In this study, two-phase and three-phase relative permeability predictors are developed using backpropagation networks. In this category of networks, information is passed from input layer to output layer, and calculated errors are propagated back to adjust the connection weights in a sequential manner to improve the predictive capabilities of the models. In the development of the models, experimental relative permeability data along with some commonly reported rock and fluid properties obtained from the literature are used during the training stage, while some other data sets are preserved to test the prediction ability of the models.

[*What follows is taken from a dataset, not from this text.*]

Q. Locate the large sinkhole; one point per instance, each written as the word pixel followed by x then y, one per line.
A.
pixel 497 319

The two-phase relative permeability models are found to perform in a satisfactory manner within a wide spectrum of basic rock and fluid properties. Similarly, three-phase relative permeability models are observed to have good predictive capability in accurately producing the missing entries of three-phase data sets for a series of isoperms, and in constructing the missing isoperms for a system under consideration. Furthermore, they are found to be capable of effectively predicting the three-phase relative permeability values at various saturation combinations for systems with different rock and fluid properties.
Introduction
All oil reservoirs are potentially three-phase systems as they usually contain interstitial water and are rarely devoid of gas. Furthermore, all of these three phases most of the time are mobile. Due to the highly non-linear nature of multi-phase flow dynamics in porous media, relative permeability is one of the foremost vaguely understood phenomena in fluid flow transport. At the same time, in no uncertain terms, relative permeability is one of the most important rock-fluid properties required almost in all calculations of multi-phase flow dynamics in porous media.
The two-phase relative permeabilities are direct non-linear functions of phase saturations. They are known to be affected by several other parameters other than phase saturations, such as saturation history, pore size distribution and pore structure, wettability, porosity, permeability, interfacial tension, fluid viscosity, immobile third-phase saturation1, etc. The relative influences of these parameters on relative permeability characteristics are not yet thoroughly understood and quantified.
The three-phase relative permeabilities are also influenced by some similar factors affecting the flow in two-phase systems. Nevertheless, in comparison to the two-phase relative permeabilities, considerably less are known about three-phase relative permeability characteristics of a reservoir rock. Three-phase relative permeabilities are more complicated to determine experimentally than two-phase relative permeabilities. However, three-phase relative permeability data are also always required in field performance calculations for various recovery methods involving the flow of three fluids together. Therefore, a good characterization of relative permeabilities enables petroleum engineers to evaluate reservoir performance, forecast ultimate recovery, and investigate the efficiency of improved oil recovery techniques. This is why the acquisition of accurate relative permeability data is almost critical and has always been a focal point of interest.